There was just something about him I felt I could depend on, even without knowing why he needed me to play along with his lie. I might not completely trust his motives, but I didn’t fear him.
What frightened me was the other man. Neville. He was too—I didn’t know how to describe it to myself. His pretended unconcern conflicted strangely with the concentrated interest in his cold eyes. I just felt menaced, somehow. In the face of it, I unconsciously drew a little closer to the young man. Out of the corner of my eye, I saw him glance at me.
Neville raised an eyebrow, waiting for a response. Definitely creepy.
“Well, that’s very kind of you,” said my nameless fiancé (I was starting to get a little desperate to know who he was). “What do you say, Elaine?”
“Whatever you’d like to do,” I said agreeably.
This was his party, after all. I didn’t want to go to lunch with Neville-the-scary-cruise-ship-guy, but I didn’t see how I was or we were going to get out of it at this point. I supposed we could fake another lunch date or I could pretend to be sick, but I didn’t know enough about the situation to take the lead. Plus I was probably looking disgustingly healthy from my walk in the cool air; I have that sort of blooming complexion that’s rosy when I feel good and green when I don’t.

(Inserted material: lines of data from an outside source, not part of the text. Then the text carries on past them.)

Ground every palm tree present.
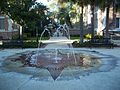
[58,0,87,43]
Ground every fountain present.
[0,24,117,80]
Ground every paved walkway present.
[0,36,120,90]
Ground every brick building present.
[0,15,19,39]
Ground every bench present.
[3,40,23,48]
[90,38,114,48]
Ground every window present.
[0,18,5,29]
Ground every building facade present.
[0,15,19,39]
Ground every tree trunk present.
[105,4,110,38]
[80,5,84,44]
[91,4,95,38]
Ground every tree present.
[99,0,119,38]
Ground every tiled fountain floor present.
[0,48,120,90]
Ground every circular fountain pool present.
[2,49,117,80]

Nameless Guy must have wondered if I had friends, family, somebody waiting for me somewhere—at least I sensed some speculation in his pause. I met his gaze impassively; other than beingweirded out by Neville, I had no reason not to go along with it. A free lunch isn’t anything to sneeze at when you’re a broke teenager.
“Then we’d be pleased to accept,” said my nameless fiancé, his tone expressing just the right amount of embarrassed gratitude. “How about Antonio’s, just down the road? It’s a landmark, everyone has to eat there at least once.”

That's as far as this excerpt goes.